Conductor Graceful Shutdown

Initial work on gracefully shutting down by waiting for all locks to be released was completed early in the Bobcat cycle. Next, we will work on support for draining a conductor of tasks before shutting it down. The goal is to ensure no in-progress actions are interrupted. This will allow for truly non-disruptive conductor shutdowns and restarts.

FIPS Compatibility jobs in CI

FIPS compatability is a cross-project goal in OpenStack. We hope to have CI jobs added to identify areas in Ironic that are not FIPS compatible. No major incompatibilities are anticipated, but we may need to update some hashlib.md5() calls and other minor changes.

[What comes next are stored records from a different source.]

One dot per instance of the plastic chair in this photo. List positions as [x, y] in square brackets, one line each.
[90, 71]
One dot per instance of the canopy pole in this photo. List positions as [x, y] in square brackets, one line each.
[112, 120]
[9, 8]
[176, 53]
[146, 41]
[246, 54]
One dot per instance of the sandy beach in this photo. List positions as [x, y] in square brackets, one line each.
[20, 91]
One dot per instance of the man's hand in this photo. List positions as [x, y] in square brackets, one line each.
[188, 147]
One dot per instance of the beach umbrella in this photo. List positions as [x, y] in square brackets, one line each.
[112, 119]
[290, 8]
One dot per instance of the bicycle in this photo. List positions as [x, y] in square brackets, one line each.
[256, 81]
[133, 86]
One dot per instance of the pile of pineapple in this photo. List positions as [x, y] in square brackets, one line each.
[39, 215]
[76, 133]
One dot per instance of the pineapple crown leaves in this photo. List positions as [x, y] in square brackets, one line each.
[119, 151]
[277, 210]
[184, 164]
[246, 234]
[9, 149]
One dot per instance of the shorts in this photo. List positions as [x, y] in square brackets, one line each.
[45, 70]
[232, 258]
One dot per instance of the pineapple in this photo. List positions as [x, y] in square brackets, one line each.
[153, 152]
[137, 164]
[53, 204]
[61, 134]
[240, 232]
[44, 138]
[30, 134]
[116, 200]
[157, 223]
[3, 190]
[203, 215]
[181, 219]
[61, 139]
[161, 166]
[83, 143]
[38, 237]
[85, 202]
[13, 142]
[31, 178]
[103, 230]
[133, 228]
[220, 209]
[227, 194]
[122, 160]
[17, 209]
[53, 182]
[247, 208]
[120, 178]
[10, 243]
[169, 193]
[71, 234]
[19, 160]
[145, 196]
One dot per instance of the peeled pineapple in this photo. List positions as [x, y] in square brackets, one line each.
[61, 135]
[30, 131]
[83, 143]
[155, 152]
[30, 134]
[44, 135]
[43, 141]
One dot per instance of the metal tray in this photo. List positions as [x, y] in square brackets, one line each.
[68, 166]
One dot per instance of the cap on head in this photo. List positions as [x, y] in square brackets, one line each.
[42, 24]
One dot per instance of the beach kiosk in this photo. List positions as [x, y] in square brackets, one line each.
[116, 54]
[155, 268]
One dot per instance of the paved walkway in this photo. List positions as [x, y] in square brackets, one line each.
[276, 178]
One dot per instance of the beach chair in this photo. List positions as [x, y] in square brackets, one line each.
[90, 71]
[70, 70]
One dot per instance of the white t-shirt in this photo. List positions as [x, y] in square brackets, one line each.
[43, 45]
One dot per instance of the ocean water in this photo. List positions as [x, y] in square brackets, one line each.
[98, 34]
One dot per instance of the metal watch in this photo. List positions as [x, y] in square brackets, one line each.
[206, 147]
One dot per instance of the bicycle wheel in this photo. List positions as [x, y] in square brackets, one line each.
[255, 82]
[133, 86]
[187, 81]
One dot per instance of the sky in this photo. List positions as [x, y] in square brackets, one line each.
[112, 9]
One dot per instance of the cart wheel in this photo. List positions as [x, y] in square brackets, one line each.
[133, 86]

Cross-conductor communication

Many conductor management actions taken on a node are written with assuming a single conductor will perform them. This is not great for availability or maintenance scenarios. We will be looking to implement some form of cross- conductor communication to permit conductors to hand off work when being shut off.

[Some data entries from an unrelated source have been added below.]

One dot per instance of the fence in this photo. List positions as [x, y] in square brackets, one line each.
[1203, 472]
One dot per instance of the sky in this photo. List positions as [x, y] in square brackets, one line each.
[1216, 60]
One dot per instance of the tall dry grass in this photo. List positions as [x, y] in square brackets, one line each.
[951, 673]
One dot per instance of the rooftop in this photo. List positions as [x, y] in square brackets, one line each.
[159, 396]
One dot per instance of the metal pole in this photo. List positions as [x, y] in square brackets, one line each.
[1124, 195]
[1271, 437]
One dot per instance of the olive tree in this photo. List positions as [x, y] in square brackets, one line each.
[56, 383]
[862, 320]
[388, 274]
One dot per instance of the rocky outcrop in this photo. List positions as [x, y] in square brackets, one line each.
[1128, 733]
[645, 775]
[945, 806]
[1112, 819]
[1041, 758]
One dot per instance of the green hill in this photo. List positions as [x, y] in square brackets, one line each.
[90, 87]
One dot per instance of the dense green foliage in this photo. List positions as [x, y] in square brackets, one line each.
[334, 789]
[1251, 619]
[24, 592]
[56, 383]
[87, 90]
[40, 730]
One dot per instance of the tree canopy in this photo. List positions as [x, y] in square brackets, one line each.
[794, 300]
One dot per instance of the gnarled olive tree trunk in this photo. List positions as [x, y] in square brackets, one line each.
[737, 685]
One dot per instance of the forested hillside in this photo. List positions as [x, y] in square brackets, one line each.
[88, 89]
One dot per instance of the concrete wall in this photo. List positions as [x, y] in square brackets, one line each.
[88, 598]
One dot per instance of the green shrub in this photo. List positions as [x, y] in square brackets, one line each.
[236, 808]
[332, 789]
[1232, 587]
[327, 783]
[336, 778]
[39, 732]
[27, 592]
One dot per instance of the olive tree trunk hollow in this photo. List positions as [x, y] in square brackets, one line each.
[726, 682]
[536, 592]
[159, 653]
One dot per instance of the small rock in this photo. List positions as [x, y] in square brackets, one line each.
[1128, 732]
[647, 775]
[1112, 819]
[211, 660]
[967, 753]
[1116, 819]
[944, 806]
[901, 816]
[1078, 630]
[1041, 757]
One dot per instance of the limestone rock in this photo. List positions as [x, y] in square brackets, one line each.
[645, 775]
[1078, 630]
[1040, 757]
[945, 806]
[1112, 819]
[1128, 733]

For more information, see the cross-conductor rpc hand-off spec.

Hierarchical Nodes

Many new pieces of technology, such as DPUs, are presenting more complex interfaces to hardware integrators. Architectures have emerged with nested devices, with multiple firmwares and multiple nested operating systems to manage. In order to support these, we are introducing parent/child relationship to nodes. For more information, see the DPU management/orchestration spec.

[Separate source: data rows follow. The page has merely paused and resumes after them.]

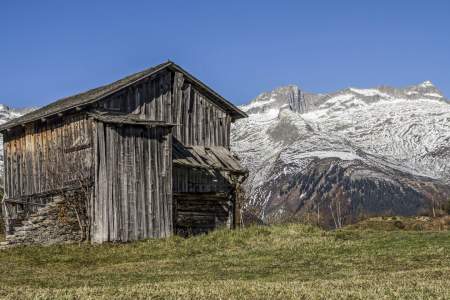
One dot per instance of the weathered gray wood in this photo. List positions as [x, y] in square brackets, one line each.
[157, 189]
[103, 216]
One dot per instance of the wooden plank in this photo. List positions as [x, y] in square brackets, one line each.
[121, 181]
[95, 207]
[168, 97]
[133, 187]
[103, 216]
[169, 179]
[140, 201]
[144, 101]
[137, 100]
[109, 184]
[152, 86]
[6, 163]
[156, 165]
[228, 131]
[148, 228]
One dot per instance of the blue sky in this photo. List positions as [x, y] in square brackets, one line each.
[53, 49]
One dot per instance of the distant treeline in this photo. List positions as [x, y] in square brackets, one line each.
[374, 196]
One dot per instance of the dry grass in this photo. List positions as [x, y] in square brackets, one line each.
[399, 223]
[289, 261]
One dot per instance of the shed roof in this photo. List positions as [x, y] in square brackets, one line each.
[94, 95]
[128, 120]
[207, 158]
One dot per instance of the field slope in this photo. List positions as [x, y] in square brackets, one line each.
[289, 261]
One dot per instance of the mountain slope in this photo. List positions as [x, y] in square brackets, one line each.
[382, 145]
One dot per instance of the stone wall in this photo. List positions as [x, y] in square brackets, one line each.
[52, 224]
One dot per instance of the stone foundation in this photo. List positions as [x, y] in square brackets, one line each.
[52, 224]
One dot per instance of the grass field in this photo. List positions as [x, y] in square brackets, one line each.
[288, 261]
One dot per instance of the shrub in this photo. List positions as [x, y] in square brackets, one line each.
[399, 224]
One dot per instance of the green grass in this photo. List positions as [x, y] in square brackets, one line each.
[289, 261]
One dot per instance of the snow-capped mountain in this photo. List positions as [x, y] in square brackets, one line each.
[6, 115]
[384, 146]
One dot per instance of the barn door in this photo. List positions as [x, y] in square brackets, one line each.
[133, 191]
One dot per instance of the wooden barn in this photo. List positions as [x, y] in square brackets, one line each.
[158, 145]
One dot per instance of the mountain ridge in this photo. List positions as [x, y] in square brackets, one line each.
[398, 136]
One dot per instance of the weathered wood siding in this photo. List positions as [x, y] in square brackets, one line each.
[167, 97]
[199, 212]
[133, 194]
[200, 181]
[27, 150]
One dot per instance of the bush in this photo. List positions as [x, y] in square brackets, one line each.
[399, 224]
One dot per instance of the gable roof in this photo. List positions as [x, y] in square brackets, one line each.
[94, 95]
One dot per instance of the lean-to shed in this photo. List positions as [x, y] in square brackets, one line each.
[158, 145]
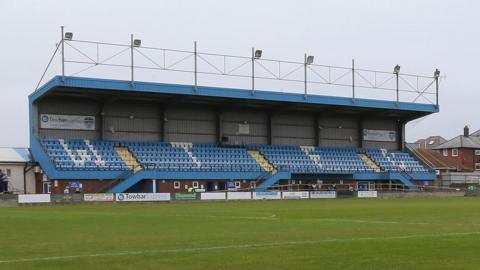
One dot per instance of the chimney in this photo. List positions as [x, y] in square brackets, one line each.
[466, 131]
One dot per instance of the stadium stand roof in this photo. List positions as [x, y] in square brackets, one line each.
[168, 93]
[461, 142]
[14, 155]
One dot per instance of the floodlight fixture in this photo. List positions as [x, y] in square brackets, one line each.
[309, 60]
[68, 35]
[396, 69]
[137, 43]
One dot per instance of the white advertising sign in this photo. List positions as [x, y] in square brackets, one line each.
[295, 195]
[239, 195]
[213, 196]
[379, 135]
[34, 198]
[269, 195]
[99, 197]
[367, 194]
[323, 194]
[142, 197]
[60, 121]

Improving Deploy Kernel/Ramdisk Config

Ironic currently offers two places to easily manage deploy kernel and ramdisk: configuration file, for global settings, and node metadata for per-node overrides. This presents a problem for operators who want to operate Ironic with hardware that requires different ramdisks; such as ARM and x86 – they will have to make “N” API calls for “N” nodes to update their non-default arch ramdisks.

To resolve this problem, we’ll be introducing config to allow setting default ramdisks per-architecture. This will allow operators to set a different default ramdisk for ARM and x86 nodes.

IPA Communication

The current method of communication between Ironic and the Ironic Python Agent ramdisk, including the agent token for security, is fragile in some use cases, including neutron-integrated deployments with fast-track mode enabled.

Ironic contributors will be looking at ways to improve the communication with the goal in mind to improve behavior around complex scenarios like the one mentioned above.

For more information, see the IPA communication spec.

Firmware Updates

Ironic currently supports firmware updates via steps run in cleaning or deployment. However, this is not ideal because it requires significant operator understanding to perform updates.

Instead, as we have for BIOS and RAID, we will create a dedicated firmware update interface, which will give a standard way to upgrade and manage firmware.

See the firmware update spec for more information.

Release Schedule

Contributors are reminded of our scheduled releases when they are choosing items to work on.

The dates below are a guide; please view https://releases.openstack.org/bobcat/schedule.html for the full schedule relating to the release and https://docs.openstack.org/ironic/latest/contributor/releasing.html for Ironic specific release information. Please reach out to the Ironic team if you would like to request a bugfix release.

Bugfix Release 1

The first bugfix release opportunity is the first week of May.

Bugfix release 2

The second bugfix release opportunity is the first week of July.

Deadline Week

There are multiple deadlines/freezes the week of August 28th: * Final release of client libraries must be performed * Requirements freeze * Soft string freeze - Ironic services are minimally translated; this generally doesn’t apply to our services, such as API and Conductor, but may impact us via other projects which are translated. * Feature Freeze - Ironic does not typically have a feature freeze, but we may be impacted by other projects that do have a feature freeze at this date.

Final 2023.2 (Integrated) Release

The final releases for Ironic projects in 2023.1 must be cut by September 29, 2023.